DAVID LYNCH FOR THE MAGICALLY MINDED

    by Andrei Burke

     

    David Lynch is a quintessential American filmmaker. His uncompromising individuality and exceptional vision make one of the most American filmmakers despite the fact that he has not made a film for a mainstream studio in over 30 years.

    He possesses an outsider’s vision with an insider’s view, and his films possess the viewer in much the same way.

    Lynch’s film and television work tear away the veil that separates conscious from unconscious.

    Be it the criminal underbelly that lurks beneath the American Dream, the madness at the heart of moviemaking or the chaos crawling under the fabric of reality itself—Lynch’s films blur the boundaries of what is real and what only seems to be so, and reveals that we don’t actually know the difference.

    His films are paintings of light doubling as portraits of shadows.

    The films of David Lynch are not so much stories as they are puzzles. These puzzles are not meant to be solved as much as they are pondered—and it is through pondering that the whole of reality begins to reveal itself with each subsequent viewing and reflection.

    You don’t exactly open up understanding with a David Lynch film—you open a portal. (Lynch’s films often even feature some object or set piece that acts as a portal: the radiator in Eraserhead, the ear in Blue Velvet, the cigarette burned sheet in INLAND EMPIRE).

    Lynch depicts a world beyond mundane consensus reality. He uses the very language of narrative and cinema to transpose a greater reality in the here and now.

    These films speak in the twilight language of a dreamer’s cinema, reveling in their phantasm populated by femme fatale succubi, psychotic gangsters, and secret societies running shadow realities beneath a crisp American nostalgia. A David Lynch film reveals the magic in the mundane.

     

    FROM THE AMERICAN DREAM TO THE DREAM FACTORY (AND BEYOND)

    David Lynch is as puzzling a man as his films: an honored Eagle Scout and meditation master, an Americana nostalgist and avant-garde filmmaker, a tradition-breaking genre purist.

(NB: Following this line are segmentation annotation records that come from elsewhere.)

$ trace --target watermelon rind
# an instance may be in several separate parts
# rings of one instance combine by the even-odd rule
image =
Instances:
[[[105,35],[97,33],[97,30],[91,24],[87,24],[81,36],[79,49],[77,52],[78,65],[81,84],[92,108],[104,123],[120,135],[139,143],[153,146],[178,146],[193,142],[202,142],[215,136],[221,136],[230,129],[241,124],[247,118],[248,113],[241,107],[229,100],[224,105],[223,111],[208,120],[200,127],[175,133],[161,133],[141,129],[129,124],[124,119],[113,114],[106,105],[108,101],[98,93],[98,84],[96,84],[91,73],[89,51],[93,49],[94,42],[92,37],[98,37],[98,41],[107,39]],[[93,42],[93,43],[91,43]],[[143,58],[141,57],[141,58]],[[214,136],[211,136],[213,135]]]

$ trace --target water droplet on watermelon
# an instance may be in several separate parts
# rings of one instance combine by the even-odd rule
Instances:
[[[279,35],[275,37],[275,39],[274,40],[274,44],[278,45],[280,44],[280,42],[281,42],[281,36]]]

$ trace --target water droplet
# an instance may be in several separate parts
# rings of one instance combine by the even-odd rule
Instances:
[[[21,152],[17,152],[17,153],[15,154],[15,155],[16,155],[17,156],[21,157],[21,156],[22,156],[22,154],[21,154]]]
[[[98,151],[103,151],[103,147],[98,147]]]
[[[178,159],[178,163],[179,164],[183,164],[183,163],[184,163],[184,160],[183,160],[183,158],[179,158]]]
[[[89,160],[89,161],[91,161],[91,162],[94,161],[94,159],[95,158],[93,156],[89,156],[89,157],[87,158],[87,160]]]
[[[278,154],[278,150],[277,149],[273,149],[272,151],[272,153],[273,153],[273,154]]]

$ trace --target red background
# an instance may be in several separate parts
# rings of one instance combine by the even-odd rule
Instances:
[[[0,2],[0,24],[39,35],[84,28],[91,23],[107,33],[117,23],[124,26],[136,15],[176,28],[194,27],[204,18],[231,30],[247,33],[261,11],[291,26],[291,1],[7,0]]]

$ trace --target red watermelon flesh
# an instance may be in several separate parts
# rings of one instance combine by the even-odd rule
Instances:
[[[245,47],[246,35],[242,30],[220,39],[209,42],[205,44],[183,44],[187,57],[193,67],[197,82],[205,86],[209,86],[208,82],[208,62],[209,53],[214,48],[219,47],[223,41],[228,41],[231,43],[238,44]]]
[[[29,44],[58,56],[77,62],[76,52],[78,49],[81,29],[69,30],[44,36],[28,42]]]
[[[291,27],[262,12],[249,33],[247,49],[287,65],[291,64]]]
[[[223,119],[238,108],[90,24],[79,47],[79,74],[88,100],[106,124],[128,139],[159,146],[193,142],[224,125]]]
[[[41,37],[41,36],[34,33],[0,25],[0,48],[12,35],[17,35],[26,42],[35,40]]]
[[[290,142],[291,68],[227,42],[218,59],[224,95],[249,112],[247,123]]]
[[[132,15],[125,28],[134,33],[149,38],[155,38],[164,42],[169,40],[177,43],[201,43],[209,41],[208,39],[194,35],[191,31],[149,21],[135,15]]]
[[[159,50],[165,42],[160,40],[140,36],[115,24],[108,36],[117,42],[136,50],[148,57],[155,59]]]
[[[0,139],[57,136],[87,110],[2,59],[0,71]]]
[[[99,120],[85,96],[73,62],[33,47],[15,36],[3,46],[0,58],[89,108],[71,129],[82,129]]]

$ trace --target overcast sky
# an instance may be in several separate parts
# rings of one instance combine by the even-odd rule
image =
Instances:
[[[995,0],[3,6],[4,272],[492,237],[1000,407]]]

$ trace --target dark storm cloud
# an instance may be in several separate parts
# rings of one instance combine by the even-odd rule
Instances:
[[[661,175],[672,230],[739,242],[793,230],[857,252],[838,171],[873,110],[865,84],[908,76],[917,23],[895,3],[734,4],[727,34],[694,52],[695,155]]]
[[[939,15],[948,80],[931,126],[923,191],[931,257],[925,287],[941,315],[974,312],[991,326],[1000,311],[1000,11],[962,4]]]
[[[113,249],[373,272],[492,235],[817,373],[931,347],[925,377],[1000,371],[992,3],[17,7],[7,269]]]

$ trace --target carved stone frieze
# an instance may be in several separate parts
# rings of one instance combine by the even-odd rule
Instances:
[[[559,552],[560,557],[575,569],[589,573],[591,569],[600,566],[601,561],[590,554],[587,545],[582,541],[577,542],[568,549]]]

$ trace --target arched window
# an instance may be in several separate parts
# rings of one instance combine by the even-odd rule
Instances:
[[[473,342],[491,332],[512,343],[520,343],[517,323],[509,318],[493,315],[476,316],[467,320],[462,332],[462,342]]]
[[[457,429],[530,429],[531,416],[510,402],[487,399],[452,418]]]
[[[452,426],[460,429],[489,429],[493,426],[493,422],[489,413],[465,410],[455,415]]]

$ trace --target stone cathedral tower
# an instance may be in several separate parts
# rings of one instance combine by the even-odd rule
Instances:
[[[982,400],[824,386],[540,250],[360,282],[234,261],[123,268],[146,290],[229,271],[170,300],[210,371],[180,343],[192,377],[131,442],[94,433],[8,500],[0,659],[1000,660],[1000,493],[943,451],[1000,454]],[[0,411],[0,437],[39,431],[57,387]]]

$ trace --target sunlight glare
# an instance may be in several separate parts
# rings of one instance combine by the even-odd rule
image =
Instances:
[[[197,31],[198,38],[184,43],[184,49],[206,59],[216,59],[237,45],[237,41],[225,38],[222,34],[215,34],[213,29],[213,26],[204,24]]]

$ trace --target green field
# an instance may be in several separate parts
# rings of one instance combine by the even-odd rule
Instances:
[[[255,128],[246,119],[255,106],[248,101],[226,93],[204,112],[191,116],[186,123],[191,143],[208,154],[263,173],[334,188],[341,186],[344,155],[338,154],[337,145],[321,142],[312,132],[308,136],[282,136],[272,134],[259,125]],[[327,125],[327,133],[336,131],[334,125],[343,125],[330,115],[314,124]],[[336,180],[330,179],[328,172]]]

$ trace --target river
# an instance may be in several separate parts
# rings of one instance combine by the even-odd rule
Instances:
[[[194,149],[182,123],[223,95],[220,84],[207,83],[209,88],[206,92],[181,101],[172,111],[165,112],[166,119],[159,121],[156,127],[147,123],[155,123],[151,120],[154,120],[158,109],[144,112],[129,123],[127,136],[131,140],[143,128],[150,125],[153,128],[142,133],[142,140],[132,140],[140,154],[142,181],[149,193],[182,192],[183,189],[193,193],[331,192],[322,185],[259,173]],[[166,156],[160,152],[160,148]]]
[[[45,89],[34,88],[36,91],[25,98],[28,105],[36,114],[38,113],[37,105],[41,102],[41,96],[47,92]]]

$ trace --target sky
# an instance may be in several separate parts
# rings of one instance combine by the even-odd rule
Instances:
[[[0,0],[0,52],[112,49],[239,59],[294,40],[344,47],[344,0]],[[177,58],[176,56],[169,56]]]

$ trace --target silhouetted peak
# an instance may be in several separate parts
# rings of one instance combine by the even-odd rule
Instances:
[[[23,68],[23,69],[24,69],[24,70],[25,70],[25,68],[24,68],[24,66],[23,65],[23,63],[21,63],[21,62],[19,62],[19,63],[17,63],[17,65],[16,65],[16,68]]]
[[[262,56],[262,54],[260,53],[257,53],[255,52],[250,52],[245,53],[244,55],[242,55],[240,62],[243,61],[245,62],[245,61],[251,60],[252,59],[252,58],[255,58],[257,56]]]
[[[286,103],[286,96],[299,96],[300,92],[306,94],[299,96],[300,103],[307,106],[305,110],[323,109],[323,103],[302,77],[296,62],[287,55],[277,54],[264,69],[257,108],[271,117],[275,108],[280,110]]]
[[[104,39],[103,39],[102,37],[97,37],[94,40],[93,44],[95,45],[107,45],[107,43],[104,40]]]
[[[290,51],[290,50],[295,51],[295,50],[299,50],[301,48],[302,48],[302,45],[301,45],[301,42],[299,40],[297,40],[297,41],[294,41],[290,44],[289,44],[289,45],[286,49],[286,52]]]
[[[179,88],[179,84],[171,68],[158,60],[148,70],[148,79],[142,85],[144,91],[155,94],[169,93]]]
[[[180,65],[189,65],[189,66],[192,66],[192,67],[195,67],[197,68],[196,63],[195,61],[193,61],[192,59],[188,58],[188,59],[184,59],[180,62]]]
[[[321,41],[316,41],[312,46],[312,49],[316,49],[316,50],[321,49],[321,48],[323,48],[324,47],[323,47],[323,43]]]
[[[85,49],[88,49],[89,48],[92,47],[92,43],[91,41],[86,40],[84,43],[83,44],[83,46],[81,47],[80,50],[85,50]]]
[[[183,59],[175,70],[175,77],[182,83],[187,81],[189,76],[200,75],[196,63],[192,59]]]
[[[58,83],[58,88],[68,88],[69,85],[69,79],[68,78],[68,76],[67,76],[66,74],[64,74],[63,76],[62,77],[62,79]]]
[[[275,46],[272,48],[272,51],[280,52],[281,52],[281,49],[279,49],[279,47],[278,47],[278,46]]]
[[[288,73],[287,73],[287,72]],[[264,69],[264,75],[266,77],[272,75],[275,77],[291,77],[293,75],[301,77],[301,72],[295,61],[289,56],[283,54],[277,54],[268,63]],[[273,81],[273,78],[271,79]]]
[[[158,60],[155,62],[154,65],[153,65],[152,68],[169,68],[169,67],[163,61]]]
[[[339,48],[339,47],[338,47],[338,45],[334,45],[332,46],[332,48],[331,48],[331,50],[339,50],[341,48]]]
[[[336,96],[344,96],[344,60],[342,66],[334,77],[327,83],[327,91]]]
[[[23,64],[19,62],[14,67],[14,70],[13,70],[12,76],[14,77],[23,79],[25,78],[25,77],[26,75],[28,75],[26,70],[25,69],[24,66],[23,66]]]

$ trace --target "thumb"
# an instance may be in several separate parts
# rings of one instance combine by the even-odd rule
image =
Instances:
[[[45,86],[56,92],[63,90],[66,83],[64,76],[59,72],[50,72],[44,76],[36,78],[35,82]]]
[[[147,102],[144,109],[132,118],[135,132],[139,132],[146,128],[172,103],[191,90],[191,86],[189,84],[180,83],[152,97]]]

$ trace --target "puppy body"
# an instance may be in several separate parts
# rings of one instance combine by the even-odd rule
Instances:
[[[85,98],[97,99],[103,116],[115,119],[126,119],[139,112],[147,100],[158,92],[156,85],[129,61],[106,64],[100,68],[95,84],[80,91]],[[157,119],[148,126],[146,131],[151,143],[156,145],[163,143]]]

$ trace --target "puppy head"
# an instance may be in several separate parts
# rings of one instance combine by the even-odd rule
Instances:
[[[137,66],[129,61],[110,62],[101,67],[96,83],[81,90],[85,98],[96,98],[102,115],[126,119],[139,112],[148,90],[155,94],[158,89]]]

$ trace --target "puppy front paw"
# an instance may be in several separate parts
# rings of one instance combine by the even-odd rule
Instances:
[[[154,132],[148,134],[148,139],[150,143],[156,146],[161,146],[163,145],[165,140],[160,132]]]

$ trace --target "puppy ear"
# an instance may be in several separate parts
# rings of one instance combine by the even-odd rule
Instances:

    He was born on January 20, 1946 in Missoula, Montana. His father was a research scientist working for the United States Department of Agriculture. Due to the nature of his father’s work, the Lynch family frequently moved around to rural spaces and bucolic towns across America.

    After receiving the Boy Scouts’ highest honor of Eagle Scout, Lynch moved to Philadelphia to study painting at the Pennsylvania Academy of Fine Arts.

    It was at PAFA, while producing the mixed media project Six Men Getting Sick, that Lynch switched his major from painting to film.

    The transition from rural America to urban decay that Lynch experienced when he moved to Philadelphia left an impression that he has explored throughout his entire filmmaking career, starting with his debut film Eraserhead.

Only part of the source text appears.